How to be an authentic ally
Ah, Pride month is upon us!
Time to break out the rainbows and let “the gays” out of the closet and into the light.
As someone that grew up in a not-so-gay-friendly part of the state, Pride has always had a special place in my heart -- it was the place where I could hold my girlfriend’s hand freely for the first time and be amongst more love, pride, and glitter than I had ever known existed.
So, how do we take that welcoming feeling and use it to advance social change and create a place that is just as open and welcoming 365 days a year for the LGBTQ community?
Well, first and foremost, if you want to have more success than a rainbow Listerine bottle, it starts by being authentic. Just because you break out the rainbows and start talking about Ru Paul’s Drag Race does not mean that you are suddenly welcoming and inclusive for the LGBTQ community.
Here are some tips to get you started on the right foot:
Ask for pronouns. Incorporate them on sign-in sheets, name tags, and email lists. It not only empowers our gender nonconforming and Trans* friends and shows them you care, it also encourages cisgender and straight folks to normalize using and asking for correct gender pronouns in other places and spaces.

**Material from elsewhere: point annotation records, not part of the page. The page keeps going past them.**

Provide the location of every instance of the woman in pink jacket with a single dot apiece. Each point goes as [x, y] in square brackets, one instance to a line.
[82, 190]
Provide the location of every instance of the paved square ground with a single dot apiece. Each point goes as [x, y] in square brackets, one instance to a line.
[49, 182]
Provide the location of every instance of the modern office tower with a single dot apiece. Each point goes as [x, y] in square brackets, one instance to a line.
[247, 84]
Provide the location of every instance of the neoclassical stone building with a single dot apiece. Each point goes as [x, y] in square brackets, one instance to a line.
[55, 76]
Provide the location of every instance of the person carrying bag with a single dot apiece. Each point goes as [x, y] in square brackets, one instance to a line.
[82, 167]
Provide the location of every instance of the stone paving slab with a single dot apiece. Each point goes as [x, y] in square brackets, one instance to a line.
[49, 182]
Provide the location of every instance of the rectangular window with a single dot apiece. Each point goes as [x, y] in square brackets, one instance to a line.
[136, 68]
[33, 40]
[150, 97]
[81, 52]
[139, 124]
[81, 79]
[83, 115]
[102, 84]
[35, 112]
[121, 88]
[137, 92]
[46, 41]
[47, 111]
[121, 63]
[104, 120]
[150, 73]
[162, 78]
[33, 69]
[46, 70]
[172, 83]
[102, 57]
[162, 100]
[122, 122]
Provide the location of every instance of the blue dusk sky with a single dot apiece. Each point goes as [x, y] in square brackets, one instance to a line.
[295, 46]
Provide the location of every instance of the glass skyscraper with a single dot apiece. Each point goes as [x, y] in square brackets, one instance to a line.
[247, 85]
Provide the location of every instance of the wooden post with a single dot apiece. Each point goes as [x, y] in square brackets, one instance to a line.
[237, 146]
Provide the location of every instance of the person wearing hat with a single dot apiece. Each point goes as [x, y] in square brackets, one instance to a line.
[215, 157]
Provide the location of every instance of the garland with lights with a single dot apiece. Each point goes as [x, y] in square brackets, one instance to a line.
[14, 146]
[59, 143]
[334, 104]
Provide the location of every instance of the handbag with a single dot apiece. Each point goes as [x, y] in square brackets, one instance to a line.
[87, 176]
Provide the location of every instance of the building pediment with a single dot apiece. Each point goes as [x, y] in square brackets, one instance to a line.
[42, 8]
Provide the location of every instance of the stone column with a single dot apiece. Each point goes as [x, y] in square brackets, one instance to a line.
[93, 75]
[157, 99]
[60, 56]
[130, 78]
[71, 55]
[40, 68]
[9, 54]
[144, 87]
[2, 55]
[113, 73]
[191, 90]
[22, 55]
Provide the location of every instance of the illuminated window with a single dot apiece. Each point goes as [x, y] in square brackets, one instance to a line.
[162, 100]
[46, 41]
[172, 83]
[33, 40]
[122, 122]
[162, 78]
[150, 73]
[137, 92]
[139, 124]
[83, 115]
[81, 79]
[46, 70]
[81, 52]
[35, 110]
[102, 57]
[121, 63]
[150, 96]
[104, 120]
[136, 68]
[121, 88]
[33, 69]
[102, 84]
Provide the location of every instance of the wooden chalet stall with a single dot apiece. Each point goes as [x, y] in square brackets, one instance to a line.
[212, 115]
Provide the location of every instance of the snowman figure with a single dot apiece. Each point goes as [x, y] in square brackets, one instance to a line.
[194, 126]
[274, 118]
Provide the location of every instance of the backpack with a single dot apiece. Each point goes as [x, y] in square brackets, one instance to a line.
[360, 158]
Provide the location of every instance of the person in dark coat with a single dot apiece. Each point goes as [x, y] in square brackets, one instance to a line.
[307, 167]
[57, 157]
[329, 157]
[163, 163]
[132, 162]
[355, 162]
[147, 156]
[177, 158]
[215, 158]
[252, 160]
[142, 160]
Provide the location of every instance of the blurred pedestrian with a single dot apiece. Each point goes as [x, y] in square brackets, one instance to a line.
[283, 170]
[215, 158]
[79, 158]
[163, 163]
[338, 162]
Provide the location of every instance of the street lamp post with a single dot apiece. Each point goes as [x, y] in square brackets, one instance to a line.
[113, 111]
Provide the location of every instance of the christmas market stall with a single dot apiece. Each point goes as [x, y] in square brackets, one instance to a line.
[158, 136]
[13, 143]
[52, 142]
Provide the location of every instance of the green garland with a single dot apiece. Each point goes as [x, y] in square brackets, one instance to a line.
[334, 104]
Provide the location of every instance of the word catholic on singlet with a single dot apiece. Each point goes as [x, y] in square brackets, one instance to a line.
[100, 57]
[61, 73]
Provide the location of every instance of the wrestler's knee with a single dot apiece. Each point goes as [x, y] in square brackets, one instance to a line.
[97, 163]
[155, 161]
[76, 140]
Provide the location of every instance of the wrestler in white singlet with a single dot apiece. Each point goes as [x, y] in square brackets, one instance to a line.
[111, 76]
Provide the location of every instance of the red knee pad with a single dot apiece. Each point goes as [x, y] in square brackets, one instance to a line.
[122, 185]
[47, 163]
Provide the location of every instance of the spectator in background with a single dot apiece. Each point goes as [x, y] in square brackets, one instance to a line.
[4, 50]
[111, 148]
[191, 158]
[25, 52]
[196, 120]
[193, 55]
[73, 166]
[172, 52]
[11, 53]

Don’t make it weird. If you misgender someone, or assume they have a husband when they actually have a wife, just apologize and move on. There’s no need to dwell on it and make a bigger scene about it. That just draws more attention to your mistake and could out that person to those around you. I like to think about it as the “your fly is down” rule. You wouldn’t want to go on and on about how embarrassing it was, just do the right thing. Zip it up and move on.

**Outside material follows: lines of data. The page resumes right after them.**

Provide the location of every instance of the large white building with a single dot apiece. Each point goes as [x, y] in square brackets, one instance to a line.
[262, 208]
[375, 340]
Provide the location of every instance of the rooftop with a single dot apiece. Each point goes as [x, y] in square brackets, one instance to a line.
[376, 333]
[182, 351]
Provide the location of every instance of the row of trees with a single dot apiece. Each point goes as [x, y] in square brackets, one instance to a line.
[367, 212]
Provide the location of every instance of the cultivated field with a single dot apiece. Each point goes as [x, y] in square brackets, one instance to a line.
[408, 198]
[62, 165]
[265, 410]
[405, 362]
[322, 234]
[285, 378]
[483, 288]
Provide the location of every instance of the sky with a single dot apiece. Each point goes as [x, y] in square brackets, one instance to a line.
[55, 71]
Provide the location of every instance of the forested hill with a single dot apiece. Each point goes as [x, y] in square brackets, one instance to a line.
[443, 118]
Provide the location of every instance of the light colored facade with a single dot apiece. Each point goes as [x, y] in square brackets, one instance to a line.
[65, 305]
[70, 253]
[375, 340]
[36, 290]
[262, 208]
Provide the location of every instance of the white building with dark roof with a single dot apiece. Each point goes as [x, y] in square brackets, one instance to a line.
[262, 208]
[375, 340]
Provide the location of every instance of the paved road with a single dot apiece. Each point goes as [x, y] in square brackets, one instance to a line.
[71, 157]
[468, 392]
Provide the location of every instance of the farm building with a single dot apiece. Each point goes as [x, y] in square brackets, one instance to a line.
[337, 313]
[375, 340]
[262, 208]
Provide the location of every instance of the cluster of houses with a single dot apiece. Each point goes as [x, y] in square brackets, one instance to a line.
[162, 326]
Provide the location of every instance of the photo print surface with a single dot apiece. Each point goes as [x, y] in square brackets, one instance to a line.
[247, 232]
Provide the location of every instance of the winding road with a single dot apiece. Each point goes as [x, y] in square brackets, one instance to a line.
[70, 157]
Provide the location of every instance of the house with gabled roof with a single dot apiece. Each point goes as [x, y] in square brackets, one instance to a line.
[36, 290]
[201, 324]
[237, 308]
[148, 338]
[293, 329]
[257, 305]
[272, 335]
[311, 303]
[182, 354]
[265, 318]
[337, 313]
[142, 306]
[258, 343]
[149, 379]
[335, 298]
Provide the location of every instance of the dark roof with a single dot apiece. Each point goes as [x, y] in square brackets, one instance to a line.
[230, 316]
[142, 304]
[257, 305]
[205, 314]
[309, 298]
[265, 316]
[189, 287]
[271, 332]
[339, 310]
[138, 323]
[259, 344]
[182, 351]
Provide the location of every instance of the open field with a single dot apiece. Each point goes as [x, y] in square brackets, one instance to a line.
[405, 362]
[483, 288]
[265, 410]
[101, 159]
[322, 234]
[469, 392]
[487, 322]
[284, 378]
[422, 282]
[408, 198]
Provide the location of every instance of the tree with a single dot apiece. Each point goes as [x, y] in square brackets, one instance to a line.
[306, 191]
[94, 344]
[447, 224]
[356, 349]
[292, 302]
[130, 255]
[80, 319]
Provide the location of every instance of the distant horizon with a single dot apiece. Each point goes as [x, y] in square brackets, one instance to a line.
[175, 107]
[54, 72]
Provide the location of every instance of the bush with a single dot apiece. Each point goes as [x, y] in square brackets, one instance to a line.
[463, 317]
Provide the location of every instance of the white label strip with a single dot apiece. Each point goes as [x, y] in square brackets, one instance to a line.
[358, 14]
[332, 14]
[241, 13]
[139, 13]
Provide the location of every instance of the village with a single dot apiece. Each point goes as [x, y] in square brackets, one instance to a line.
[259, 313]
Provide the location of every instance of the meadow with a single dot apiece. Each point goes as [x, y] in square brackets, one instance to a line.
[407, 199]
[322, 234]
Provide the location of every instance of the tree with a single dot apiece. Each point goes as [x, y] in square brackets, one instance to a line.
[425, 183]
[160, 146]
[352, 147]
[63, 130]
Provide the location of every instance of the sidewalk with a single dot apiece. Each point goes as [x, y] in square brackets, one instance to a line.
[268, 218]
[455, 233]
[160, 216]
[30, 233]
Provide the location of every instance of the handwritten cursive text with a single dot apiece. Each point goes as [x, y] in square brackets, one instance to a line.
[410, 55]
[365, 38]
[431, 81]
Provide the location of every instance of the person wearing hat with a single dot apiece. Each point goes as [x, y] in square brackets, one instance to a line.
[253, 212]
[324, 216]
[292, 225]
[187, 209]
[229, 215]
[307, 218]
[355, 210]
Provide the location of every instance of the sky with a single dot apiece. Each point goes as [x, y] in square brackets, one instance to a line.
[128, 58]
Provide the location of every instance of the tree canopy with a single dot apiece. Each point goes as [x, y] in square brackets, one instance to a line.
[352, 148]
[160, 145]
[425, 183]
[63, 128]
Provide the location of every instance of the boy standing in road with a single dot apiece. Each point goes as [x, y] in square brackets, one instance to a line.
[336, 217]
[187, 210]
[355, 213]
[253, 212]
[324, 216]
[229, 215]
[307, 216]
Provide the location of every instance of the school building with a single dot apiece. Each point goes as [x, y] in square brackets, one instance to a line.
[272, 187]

Practice what you preach. Host public events at welcoming and accessible spaces. Make sure that there are all-gender restrooms, working elevators/ramps, etc. -- you know, just like you would check if there are appropriate AV options and enough chairs for everyone.
Make sure that you create space for those that society hasn’t always created space for and call it out when other folks in the room are not creating space for others. Intersectionality in the LGBTQ community exists and it is important. Listen to people’s stories—and believe them.
Remember that being an ally is a verb, not a noun––it’s something we all need to actively work on improving; it’s not something that we do on autopilot or suddenly become when we put on our rainbow tutu and head to the Pride Festival.
At the same time, it’s not always easy to do, and we’re going to make mistakes, and that’s okay! If you lead with good intentions and listen to those LBGTQ people around you, you can only grow from it— and become a better ally in return.